While it was valuable to communicate with these mentors, this communication was also difficult due to a lack of familiarity with their particular discipline. In addition, I had to present the product to various mentors in a way in which they’d understand and be able to provide insight on. I learned quickly that everyone was not a data scientist, and my novice experience in programming was not enough to enable me to explain complicated algorithms and programs. Instead, when I communicated the project to the various advisors, I employed a basic three-step approach. This came in handy this week when I had to present the project to members of the Board of Directors at Food21 to seek approval and feedback for the application. I prepared a presentation that followed the basic framework of: Problem, Product, Possibilities. First I gave background on the issue and previous research leading up this project. In this section I defined food insecurity and gave background on the original Food Abundance Index. Next I focused on the application itself.
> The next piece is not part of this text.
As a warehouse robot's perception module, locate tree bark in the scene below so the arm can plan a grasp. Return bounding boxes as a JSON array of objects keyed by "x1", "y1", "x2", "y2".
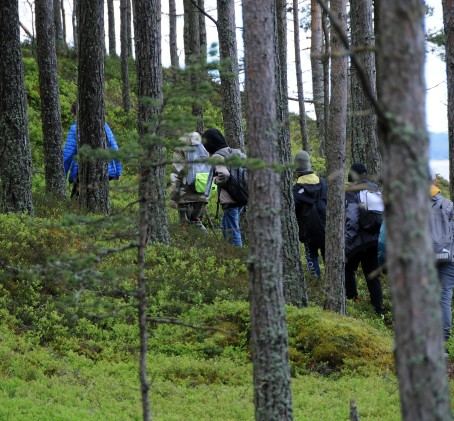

The meeting was conducted via Zoom, so I gave the Board a virtual walkthrough of the application, effectively adopting a mock scenario and explaining how it was portrayed in the database. I elected to omit any technical jargon or heavy explanation of the analysis processes, as it was not particularly relevant to any of the Board members, and would’ve caused confusion, which often happens when communicating across disciplines. Finally, I concluded the presentation by discussing the possible outcomes and impact of the project, which are directly related to some of the functionalities. I intentionally made this presentation short, in order to leave enough time for additional questions. This assumption was correct, as a discussion followed consisting of both feedback and praise. This was one of the most exciting encounters of the Fellowship, and validated my personal excitement about the potential of this application.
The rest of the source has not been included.